NON C’È FERRARI CHE TENGA.

…Non mi importa proprio la Ferrari, basta un po’ di serenità e amore familiare e si trova il coraggio di affrontare quello che ti offre la vita quotidiana, anche se non si sdegnerebbe qualche migliaio di Euro, ma con i soldi non si comprano certi valori. Vuoi mettere il sorriso di Chiara quando mi abbraccia la sera quando rientro dal lavoro in un orario decente o i bigliettini che mi lascia sul tavolino quando va a dormire prima che io sia arrivato. Non c’è Ferrari che tenga.

 

DIVENTARE UNA BRAVA PROFESSIONISTA 

Il lavoro che faccio mi costringe a stare spesso con uomini titolari di aziende molto saccenti.

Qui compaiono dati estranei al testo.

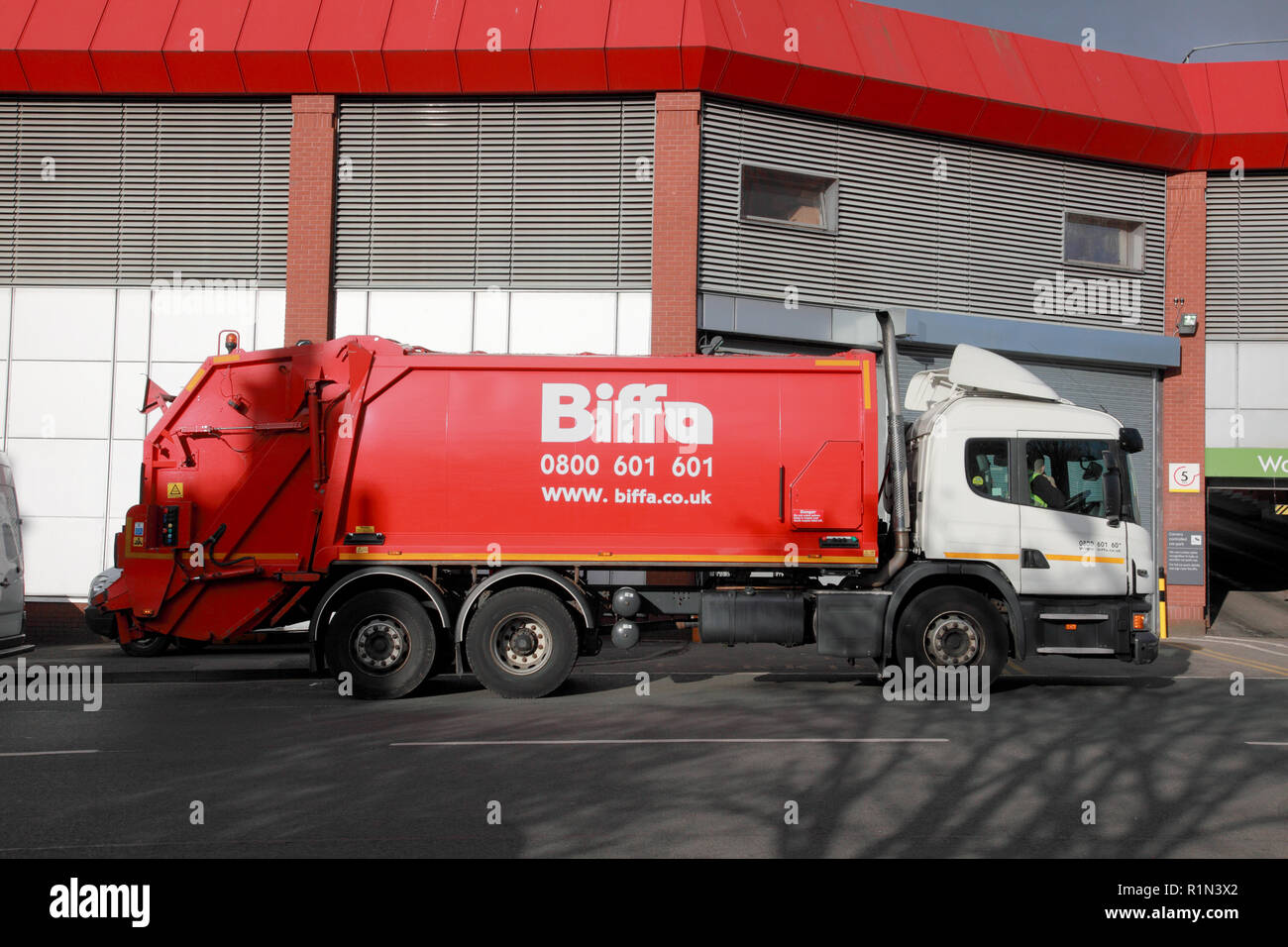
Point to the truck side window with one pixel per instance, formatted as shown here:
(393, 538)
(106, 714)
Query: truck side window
(1067, 474)
(987, 468)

Alcuni di loro credono di poter disporre di tutto ciò che li circonda comprese le persone…Vorrei tanto diventare una brava professionista, per il bene delle aziende, per aiutarle a crescere in trasparenza, chiarezza, qualità, onestà. Ma a volte mi dico sono troppo piccola, sono troppo giovane, ho poca esperienza in tutto, chi mai mi darà udienza? Ma poi continuo a lavorare e a fare ogni giorno qualche cosa di buono.

 

ü                  SO CHE QUESTA È LA "MIA" VIGNA

Ho un lavoro che mi piace  e che ho scelto fin da quando ero ragazzina, una scelta  che è cresciuta in me insieme al mio cammino di fede. E' un lavoro che mi pone quotidianamente di fronte a situazioni di sofferenza e di povertà. E' quindi  un'opportunità privilegiata di testimoniare l'Amore di Dio e la Sua vicinanza, di accogliere e condividere... Sono una fisioterapista, ma a volte  quello di riabilitare, di  insegnare a camminare è solo un aspetto del lavoro che devo svolgere con i bambini e con le loro famiglie. So che questa è la "mia" vigna, la mia porzione di campo in cui devo essere quel seme che muore e porta frutto… 

 

 

Per riflettere…..

                                                                                                                                                                                

§        Cosa ti  colpisce  di Qoelet? Come giudichi la sua visione di vita: pessimista o realista? 

§        Aspirare a far carriera si, ma entro quali limiti?

§        Quali sono, secondo te, i valori da salvaguardare ad ogni costo?